Watergun seismic reflection and drilling data indicate the following stratigraphic response of the platform to relative sea level changes. (1) Prograding clinoforms consisting of carbonate sediments were deposited during a long-term relative sea level rise. Submergence of the uplifted parts of the platform (southern Kerguelen-Heard Plateau) increased the area available for productivity allowing the carbonate sediment to prograde northward into the basin during the rise. (2) Onlapping sequences consisting of carbonate detritus were deposited in the basin during the middle Eocene relative sea level fall. The carbonate strata on Broken Ridge were uplifted to at least wavebase and eroded. The detritus was transported northward toward the basin and onlaps the preexisting strata. The approximate volume balance between the sediment eroded from the crest of Broken Ridge and the onlapping sediments deposited along the northern slope suggests that mechanical erosion and transportation of carbonate sediment into the deep sea were important processes controlling the stratigraphy at Broken Ridge during the relative sea level fall.
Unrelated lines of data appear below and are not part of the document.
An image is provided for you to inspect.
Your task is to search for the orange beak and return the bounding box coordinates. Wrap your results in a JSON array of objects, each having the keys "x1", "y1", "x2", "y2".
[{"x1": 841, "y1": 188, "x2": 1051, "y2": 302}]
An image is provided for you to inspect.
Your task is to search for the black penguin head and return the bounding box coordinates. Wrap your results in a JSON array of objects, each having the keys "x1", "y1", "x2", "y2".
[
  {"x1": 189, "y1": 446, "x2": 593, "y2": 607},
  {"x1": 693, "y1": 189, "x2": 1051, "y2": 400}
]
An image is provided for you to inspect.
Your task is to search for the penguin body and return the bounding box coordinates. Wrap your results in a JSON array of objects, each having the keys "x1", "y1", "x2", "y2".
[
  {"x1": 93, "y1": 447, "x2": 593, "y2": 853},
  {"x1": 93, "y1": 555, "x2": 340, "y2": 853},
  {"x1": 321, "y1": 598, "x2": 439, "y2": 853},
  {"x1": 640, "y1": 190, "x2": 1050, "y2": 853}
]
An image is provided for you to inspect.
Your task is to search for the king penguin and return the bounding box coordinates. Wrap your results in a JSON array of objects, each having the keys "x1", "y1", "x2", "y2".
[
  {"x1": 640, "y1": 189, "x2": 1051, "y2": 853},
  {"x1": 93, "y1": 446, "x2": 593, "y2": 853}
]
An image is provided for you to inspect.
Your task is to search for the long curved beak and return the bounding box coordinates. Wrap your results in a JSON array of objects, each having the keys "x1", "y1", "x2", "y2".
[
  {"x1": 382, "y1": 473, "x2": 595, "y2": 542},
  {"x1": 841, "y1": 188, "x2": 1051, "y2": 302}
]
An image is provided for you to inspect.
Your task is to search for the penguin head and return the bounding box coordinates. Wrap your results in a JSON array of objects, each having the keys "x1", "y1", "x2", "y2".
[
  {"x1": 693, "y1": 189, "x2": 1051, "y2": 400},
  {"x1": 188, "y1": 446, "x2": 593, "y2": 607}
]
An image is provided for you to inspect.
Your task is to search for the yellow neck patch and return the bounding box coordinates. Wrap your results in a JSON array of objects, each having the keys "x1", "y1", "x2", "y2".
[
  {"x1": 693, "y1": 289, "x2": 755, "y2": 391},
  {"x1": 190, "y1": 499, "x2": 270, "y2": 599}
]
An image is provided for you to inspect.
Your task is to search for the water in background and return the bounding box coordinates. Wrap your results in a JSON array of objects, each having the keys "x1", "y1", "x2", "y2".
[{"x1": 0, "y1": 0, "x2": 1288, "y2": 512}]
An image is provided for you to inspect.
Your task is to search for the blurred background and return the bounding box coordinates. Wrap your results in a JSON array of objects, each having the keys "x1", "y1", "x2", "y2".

We propose that the stratagraphic response of Broken Ridge to the middle Eocene relative sea level fall is consistent with stratigraphic predictions based on terrigenous margins. However, during a relative sea level rise, biogenic carbonate production may allow carbonate sediment to prograde basinward despite the fact that water depths are increasing. Stratigraphic models based on terrigenous margins do not account for the increase in sediment supply along carbonate margins during a relative sea level rise, and thus require minor modification in order to predict the development of the prograding clinoforms.